My spouse and I put this theory to the test yesterday during yet another lice panic at her son’s middle school. Any time a kid at the school has lice, the school sends a notice to parents to scrub down their kids immediately as a preventative measure.
During the week, when we’re working and taking care of the kids, we rarely have time to chat. When we’re home, she’s in full mom-commander mode—barking orders, performing inspections, sentencing bad behavior with the removal of screen time. On weekdays, I’m lucky if I get a friendly grunt in the morning and evening.
Our main communication during the week is via text. She’ll issue one-word dictates, leaving me to fill in the verbs. “Dinner.” (Translation: Pick up dinner.) “Dogs.” (Translation: The dogs did something naughty/smelly and I need to fix it.) “Emoji of tennis ball.” (Translation: I love you. Early in our courtship, she mistakenly sent a tennis ball emoji in response to a love text from me, and it’s been our symbol of love ever since.)
Yesterday, I received a text that simply said: “Lice.” I immediately started scratching my head for phantom lice and left my office for home.
By the time I got home, the kids had already been treated with the vile lice shampoo, and then dispatched to their dad’s house for the night so we could wash every bed sheet and towel in the house. Standard lice prevention protocol.

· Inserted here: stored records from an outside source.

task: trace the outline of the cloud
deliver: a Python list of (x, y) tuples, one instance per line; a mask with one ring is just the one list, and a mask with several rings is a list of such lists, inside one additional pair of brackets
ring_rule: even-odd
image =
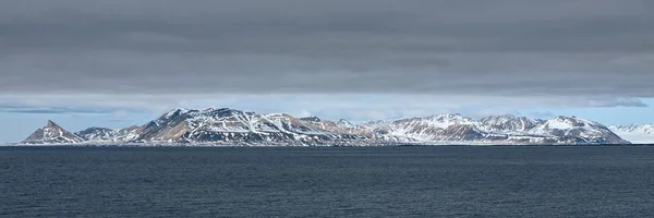
[(171, 95), (654, 97), (652, 7), (638, 0), (7, 0), (0, 94), (154, 101)]

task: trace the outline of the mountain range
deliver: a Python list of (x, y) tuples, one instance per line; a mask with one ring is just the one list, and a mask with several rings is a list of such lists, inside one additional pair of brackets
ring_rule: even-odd
[[(229, 108), (174, 109), (143, 125), (68, 132), (52, 121), (21, 144), (136, 144), (228, 146), (379, 145), (586, 145), (630, 144), (601, 123), (576, 118), (549, 120), (494, 116), (474, 120), (459, 113), (353, 124), (317, 117), (244, 112)], [(625, 129), (626, 130), (626, 129)]]

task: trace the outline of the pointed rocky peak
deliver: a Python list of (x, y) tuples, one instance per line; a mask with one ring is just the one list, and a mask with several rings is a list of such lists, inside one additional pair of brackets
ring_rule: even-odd
[(351, 128), (354, 126), (353, 123), (351, 123), (350, 121), (346, 120), (346, 119), (340, 119), (336, 122), (336, 124), (340, 125), (340, 126), (344, 126), (344, 128)]
[(22, 144), (76, 144), (82, 143), (85, 140), (78, 135), (75, 135), (71, 132), (65, 131), (63, 128), (59, 126), (57, 123), (48, 120), (46, 126), (40, 128), (27, 138), (25, 138)]
[(61, 129), (61, 126), (59, 126), (57, 123), (52, 122), (51, 120), (48, 120), (48, 123), (46, 123), (46, 128), (58, 128), (58, 129)]
[(320, 121), (323, 121), (323, 120), (320, 120), (320, 119), (319, 119), (319, 118), (317, 118), (317, 117), (306, 117), (306, 118), (300, 118), (300, 120), (303, 120), (303, 121), (311, 121), (311, 122), (320, 122)]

When I walked in the door, my spouse was waiting for me with a new tool: an electric lice comb designed to detect whether you have any lice or nits on your scalp.
“The procedure takes up to an hour,” she said, reading the directions on the box. “I didn’t have time to use it on the kids. But let’s try it on you and see if it works. If it doesn’t find any, you don’t have to use the shampoo.”
Silently, she grabbed my head and began methodically combing through my hair on a lice hunt. But as my head nestled into her warm bosom and the electric lice comb buzzed across my scalp, all the stress of the workweek and the lice emergency melted away, and we started chatting.
We made vacation plans and speculated on her 17-year-old son’s college choices. She told me of some childhood adventures I hadn’t heard before, and I revealed that I like to smell the lint that I pull from my belly button. “My secret shame,” I confessed.
But mainly we gossiped about the filthy little bastards who keep spreading lice at the school.
“Kids in this town get lice so frequently, I’m beginning to suspect that it’s a new attention-seeking trend,” I said. “It’s bad enough we have to make 12 cakes for a birthday party to accommodate every kids’ bizarre dietary restrictions, but this lice nonsense is the worst! Look at that mountain of laundry we have to get through tonight.”
“Oh, it’s not so bad,” she said, gently pulling my head deeper into her bosom. “We should nitpick once a week, whether there’s an outbreak or not.”